Руби стала думать о рождественской вечеринке. Бедный старый Боксер так и не узнал, что его вырубило, думал, что пил фруктовый сок, а на самом деле это был пунш Маурин, она приготовила пунш особым образом, адская смесь апельсина и ананаса. Доун поступила плохо, что пристала к Боксеру, но она всегда со всеми заигрывала. Боксер не казался расстроенным, и это ее задевало. Но Руби иногда думала о Доун, и когда месяц назад та сказала ей, что она работает в салоне массажа Мелани, Руби была удивлена, но отнюдь не шокирована. Руби спросила Доун, как она могла решиться себя продавать. Салон Мелани был известен как самый стремный массажный салон в городе.
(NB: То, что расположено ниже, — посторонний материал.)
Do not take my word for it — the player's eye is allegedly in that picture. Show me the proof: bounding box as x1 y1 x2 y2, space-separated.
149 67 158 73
Руби закончила свою лекцию, а Доун сказала, что если подумать, сколько получает медсестра и какую работу она должна выполнять, какая разница между выкапыванием говна из-под задниц стариков за копейки или дневным заработком за то, чтобы отдрочить молодому человеку. Она помогала людям выйти из затруднения обоими способами, и если бы медсестры ценились больше, она не была бы вынуждена работать дополнительно. Она могла этим заниматься, а могла и бросить массаж, не так, как другие девчонки, которым надо кормить детей или доставать деньги на наркотики, те, которые попали в тяжелое положение. Доун продолжала и продолжала, и Руби хотелось, чтобы она никогда не открывала свой рот. Доун была так же воинственна, как и Салли, говорила, что проституция - древнейшая профессия в мире и для многих женщин это единственный способ прожить, и все же салон Мелани был благопристойным местом, приличным, там не была разрешена выпивка, никаких садо-мазо или заморочек с лесби, просто ради прикола, просто там работали хорошенькие девчонки, и помимо того, она всего лишь работала по дню там и здесь, потолок ее зарплаты, и она отнюдь не собиралась отказываться от работы, как делали многие медсестры, уставшие от того, что им все время пытаются щелкнуть по носу, что к ним относятся как к грязи и никогда не ожидают от них забастовки, потому что их работа слишком важна. Салли была права, каждый хотел заботы о здоровье, и ни один не хотел платить по счетам, все думали, что такие люди, как они, делают эту работу ради удовольствия.
- Увидимся, - сказал Боксер.
Руби пошла дальше, забирать простыни, думая о Чарли и о том, как он мечтает купить "Кадиллак", эта старая история связала ему руки, старая история о том, как не хватает денег. И этого никогда не случится, но просто хорошо иметь мечту.
Она увидела мистера Джеффриса, бредущего в противоположном направлении. Тот выглядел уставшим. Он много работал, и она знала от других медсестер, что обычно он работал по ночам, и Руби подумала о том, какой хороший он человек, все так говорили, и она вспомнила, как однажды он проявил к ней сочувствие, и у нее был с собой носовой платок, она просто ждала возможности вернуть его. Он был поглощен своими мыслями и не заметил ее.
- Мистер Джеффрис, - сказала она.
Он вздрогнул от испуга, посмотрел на нее и попытался сфокусировать взгляд, она подождала, пока он придет в себя и увидит, кто перед ним, его стрижка красива, но слишком консервативна, белое пальто поверх дорогого костюма - стильный мужчина, который может быть любым, каким захочет. Она вынула его носовой платок и протянула ему.
- Медсестра Джеймс. Простите меня. Я витал в облаках. Так некрасиво с моей стороны.
- Вот ваш носовой платок. Я его выстирала и выгладила.
- Платок? Мой?
- Вы мне его как-то раз одолжили.
- Конечно. Вылетело из головы Вам не нужно было так стараться. Не было никакой спешки.
- Спасибо за платок, я вела себя глупо, когда так плакала.
- Спасибо. У меня с собой много платков. Я всегда путешествую подготовленным.